The journey of the trackers was categorised into four groups:
- resold within Europe,
- downcycled (where clothing material is turned into other products of lower quality such as stuffing) or destroyed,
- lost in limbo (for clothing stuck in collection containers or along the way), and
- shipped to Africa.
Downcycled or destroyed: Seven items were quickly destroyed, dumped or downcycled, either as stuffing, cleaning cloths or in one case burned for energy in a cement plant. This was despite the items being in good condition and the fashion brands asserting they consider downcycling or burning for fuel only for items not suitable for reuse or recycling.
- One pair of trousers in perfect condition dropped off at M&S in the UK was downcycled at a Veolia plant within one week.

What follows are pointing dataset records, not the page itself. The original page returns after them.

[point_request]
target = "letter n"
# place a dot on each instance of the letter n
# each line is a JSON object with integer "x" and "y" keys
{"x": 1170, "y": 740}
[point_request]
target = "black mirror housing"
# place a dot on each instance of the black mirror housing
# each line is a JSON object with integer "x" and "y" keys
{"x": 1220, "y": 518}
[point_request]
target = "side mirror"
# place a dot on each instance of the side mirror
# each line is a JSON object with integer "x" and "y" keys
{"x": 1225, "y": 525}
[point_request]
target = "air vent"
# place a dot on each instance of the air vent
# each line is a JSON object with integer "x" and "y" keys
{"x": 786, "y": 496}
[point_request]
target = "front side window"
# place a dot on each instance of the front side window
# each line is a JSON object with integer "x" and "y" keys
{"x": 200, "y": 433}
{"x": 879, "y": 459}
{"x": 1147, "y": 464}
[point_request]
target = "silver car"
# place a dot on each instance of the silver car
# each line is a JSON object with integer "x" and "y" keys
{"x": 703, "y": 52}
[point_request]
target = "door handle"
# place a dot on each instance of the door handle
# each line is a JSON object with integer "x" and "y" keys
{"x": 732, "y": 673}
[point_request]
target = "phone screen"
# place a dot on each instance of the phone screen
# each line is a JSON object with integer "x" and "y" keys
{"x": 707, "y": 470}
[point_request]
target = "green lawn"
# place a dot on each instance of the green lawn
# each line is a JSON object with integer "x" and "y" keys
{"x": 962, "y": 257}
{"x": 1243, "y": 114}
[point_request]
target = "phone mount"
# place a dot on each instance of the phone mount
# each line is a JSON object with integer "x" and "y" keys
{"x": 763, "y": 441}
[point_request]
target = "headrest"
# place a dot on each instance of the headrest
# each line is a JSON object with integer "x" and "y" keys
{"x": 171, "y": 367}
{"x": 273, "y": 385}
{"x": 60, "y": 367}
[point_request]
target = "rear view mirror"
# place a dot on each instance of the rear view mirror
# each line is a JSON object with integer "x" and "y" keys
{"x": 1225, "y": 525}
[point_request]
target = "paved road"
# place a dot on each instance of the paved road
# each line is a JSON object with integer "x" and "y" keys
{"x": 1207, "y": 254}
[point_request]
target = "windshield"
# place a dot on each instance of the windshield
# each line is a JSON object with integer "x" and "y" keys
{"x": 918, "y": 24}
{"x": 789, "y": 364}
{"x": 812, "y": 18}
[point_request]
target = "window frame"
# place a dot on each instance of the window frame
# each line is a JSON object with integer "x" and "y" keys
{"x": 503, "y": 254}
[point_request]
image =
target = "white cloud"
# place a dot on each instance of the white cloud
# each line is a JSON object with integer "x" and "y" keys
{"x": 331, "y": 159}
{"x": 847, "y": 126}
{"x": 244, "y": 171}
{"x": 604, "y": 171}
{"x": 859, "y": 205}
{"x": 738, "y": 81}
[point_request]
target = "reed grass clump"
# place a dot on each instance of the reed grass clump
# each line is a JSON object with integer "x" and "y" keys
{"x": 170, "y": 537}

- Three items in great condition were likely shredded at a SOEX facility in Germany, rather than being diverted for reuse or resale. One of these was pair of trousers in excellent condition with a clothing tag still attached, originally deposited in C&A’s collection bin in France.
This shows a failure of brands and their contractors to properly sort clothing that gets returned through take-back schemes, indicating a disregard for the waste hierarchy, which prioritises prevention and reuse before recycling, let alone downcycling.